I was already awake, waiting when my uncle called to say that my mom had died.

I was already awake, waiting when Kay called to say Richie had died.

Is that why I never sleep?

Am I always waiting for the phone to ring?

Alright, Robyn, you wanted to tell a tale, stop staring at the computer screen. The flickering diodes hold no answers, no insights. The warmth and pressure of the laptop on my thighs will have to suffice as an answer, a comfort. It is the closest I get to losing myself in physical pleasure, the solace, my drug of choice to make it all go away for a while. It is the closest I get to not being alone.

David was widowed. After a while, he dated. He would meet men in bars or at clubs or wherever and decide whether or not they were worthy of going home with him. When the first throes of mourning had passed, the random faceless fucking of shloshim, he resumed his selective tendencies and decided to pursue a relationship. After a third or fourth or fifth date, he'd determine whether or not to introduce the person to his family.

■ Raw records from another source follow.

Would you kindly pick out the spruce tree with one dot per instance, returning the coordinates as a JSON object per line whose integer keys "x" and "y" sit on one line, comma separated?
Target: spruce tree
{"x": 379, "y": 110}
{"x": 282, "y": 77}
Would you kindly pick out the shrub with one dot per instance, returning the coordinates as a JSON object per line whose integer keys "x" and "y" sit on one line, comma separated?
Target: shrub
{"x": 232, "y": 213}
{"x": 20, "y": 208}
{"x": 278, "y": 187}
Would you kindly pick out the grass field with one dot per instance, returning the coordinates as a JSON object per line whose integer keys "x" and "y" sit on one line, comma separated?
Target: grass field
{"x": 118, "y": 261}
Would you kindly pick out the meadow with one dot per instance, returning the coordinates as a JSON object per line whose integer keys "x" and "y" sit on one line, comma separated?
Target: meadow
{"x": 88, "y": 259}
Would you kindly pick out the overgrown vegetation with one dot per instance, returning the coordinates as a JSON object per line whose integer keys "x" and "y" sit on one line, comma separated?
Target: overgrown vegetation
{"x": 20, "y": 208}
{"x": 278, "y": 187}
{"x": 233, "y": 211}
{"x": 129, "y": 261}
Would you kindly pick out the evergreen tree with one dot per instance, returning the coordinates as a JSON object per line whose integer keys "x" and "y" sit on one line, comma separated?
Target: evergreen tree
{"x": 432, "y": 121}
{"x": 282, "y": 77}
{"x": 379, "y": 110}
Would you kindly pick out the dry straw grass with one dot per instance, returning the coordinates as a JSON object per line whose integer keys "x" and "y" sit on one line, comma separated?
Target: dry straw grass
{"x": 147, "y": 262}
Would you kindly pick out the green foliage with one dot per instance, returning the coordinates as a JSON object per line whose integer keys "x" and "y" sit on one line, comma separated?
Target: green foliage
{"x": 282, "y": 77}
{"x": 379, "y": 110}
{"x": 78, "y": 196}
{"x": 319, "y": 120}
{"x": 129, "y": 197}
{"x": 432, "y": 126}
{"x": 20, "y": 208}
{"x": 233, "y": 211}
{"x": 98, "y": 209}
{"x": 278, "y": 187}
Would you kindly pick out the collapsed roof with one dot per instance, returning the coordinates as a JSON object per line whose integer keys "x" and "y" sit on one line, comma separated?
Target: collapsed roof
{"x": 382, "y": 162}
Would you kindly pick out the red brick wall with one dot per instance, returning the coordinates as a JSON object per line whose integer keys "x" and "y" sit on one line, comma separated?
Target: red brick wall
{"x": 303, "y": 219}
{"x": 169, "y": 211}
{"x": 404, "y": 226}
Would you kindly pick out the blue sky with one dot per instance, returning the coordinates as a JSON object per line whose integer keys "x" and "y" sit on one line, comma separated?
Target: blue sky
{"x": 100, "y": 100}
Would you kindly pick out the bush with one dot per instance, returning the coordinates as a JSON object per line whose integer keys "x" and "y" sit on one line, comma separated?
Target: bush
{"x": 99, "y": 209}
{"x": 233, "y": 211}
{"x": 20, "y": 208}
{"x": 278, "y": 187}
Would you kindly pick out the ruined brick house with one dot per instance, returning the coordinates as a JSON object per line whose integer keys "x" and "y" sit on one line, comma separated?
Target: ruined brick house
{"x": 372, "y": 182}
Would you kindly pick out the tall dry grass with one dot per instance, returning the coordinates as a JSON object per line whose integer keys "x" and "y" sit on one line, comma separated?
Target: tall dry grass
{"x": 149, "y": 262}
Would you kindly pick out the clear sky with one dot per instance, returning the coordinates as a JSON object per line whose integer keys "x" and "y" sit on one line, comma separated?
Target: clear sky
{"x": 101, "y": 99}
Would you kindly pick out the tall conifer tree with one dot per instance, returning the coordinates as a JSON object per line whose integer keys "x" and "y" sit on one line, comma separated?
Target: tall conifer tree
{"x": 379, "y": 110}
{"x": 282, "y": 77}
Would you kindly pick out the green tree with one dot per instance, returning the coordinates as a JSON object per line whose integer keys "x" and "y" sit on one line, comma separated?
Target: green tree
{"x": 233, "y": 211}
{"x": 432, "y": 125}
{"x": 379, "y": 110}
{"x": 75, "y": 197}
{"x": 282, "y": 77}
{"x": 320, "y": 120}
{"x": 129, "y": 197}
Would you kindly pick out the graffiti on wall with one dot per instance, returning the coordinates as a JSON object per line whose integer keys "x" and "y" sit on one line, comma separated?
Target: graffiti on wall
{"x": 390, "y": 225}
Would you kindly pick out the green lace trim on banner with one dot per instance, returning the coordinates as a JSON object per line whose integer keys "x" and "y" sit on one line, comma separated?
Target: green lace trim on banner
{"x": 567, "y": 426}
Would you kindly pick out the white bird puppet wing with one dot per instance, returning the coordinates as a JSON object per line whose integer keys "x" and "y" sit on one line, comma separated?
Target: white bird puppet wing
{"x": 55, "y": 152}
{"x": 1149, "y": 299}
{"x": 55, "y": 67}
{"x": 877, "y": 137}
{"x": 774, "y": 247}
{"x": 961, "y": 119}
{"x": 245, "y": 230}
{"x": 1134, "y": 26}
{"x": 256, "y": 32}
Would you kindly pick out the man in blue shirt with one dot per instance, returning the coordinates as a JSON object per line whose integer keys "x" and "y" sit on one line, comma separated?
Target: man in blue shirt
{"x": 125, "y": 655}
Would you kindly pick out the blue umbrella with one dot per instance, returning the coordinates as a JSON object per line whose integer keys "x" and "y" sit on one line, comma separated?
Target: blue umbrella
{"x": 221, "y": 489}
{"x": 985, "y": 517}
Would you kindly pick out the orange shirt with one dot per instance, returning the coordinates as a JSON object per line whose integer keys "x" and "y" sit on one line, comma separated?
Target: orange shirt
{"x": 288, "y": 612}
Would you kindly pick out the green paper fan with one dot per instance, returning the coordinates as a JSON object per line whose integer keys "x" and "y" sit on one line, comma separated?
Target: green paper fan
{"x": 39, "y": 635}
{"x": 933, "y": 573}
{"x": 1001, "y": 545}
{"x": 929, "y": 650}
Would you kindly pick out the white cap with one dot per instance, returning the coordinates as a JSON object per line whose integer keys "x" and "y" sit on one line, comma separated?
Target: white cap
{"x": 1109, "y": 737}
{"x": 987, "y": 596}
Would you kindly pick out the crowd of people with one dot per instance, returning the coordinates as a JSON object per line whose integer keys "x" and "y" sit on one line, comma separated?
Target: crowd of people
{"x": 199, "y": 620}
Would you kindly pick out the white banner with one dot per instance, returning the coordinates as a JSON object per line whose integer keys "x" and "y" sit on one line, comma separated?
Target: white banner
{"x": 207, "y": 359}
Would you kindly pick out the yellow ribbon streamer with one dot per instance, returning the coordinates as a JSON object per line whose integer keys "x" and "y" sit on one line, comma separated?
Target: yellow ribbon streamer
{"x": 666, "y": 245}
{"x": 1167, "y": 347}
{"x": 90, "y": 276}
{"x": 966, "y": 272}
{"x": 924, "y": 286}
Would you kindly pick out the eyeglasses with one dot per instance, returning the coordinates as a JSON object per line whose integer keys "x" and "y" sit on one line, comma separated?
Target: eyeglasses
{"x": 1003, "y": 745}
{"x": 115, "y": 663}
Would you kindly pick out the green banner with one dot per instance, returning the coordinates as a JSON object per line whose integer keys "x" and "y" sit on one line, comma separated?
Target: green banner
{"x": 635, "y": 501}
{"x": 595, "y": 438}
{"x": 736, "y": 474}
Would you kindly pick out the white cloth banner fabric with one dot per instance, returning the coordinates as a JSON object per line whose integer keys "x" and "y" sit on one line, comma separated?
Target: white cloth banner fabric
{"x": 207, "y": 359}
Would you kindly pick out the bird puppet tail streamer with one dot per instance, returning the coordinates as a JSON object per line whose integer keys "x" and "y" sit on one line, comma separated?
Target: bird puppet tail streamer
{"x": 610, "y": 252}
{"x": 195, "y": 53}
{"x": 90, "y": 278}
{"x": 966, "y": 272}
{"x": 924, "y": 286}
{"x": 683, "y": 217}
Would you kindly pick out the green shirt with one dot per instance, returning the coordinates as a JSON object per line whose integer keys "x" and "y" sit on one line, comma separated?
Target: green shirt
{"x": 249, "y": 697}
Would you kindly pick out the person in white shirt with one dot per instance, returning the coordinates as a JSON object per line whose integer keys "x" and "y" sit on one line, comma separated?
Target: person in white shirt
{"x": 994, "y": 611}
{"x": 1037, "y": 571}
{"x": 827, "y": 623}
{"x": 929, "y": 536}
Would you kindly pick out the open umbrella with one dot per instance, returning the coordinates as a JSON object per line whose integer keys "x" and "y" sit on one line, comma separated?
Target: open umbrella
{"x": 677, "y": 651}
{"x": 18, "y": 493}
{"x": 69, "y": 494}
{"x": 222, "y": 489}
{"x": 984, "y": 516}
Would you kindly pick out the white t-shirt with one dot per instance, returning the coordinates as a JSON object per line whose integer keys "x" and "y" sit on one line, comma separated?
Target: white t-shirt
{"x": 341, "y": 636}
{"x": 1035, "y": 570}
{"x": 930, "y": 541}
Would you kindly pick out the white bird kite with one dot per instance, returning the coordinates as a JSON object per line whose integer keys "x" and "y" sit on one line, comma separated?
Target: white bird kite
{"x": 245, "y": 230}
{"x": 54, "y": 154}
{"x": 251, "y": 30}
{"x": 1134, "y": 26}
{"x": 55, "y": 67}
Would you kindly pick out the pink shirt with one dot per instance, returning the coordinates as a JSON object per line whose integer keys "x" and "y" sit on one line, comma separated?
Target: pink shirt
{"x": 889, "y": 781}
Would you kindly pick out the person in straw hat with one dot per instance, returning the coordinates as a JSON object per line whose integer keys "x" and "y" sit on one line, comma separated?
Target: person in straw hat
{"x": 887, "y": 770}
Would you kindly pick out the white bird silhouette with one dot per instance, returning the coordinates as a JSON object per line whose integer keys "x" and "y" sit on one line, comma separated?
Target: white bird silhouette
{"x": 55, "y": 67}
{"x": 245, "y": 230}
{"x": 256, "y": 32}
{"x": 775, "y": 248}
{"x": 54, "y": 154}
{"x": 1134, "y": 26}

"I want you to meet my family."

"Wow, I am honored. Great. When?"

"Now is as good a time as any."

The person hopped on the back of David's bike and wrapped his arms around David, thinking, oh wow, I am going to meet Kid Sister and Most Amazing Niece and maybe even Long Suffering Brother in Law. This is great, I must really rate.

And they took off. Down Eastern Parkway, Linden Blvd, onto the Southern State they'd fly, exceding whatever the posted speed limit was (you thought I was the only one who exceeds the speed limit? Daddy and David were each ticketed at over 100 mph.) until they turned in at the gates of Wellwood. David would continue, much slower, pulling up in front of our parents' tombstones.

"XYZ, I'd like you to meet my parents. Mom, Dad, this is XYZ. Okay, Grandma and Aunt Ettie are right over here and then I'll introduce you to Jeff and Erica. And Cousin Irving, he's in the front. Oh. You thought I was going to introduce you to Kid Sister? Maybe later."

Depending on whether the person politely introduced himself to the granite markers, helped trim the bushes, laid pebbles on the base of each grave, how the person responded to David's dead determined whether he would get to meet David's living.

Not a bad way of winnowing the wheat from the chaff.

Maybe one day I'll tell you about David and Vita's list of repairs.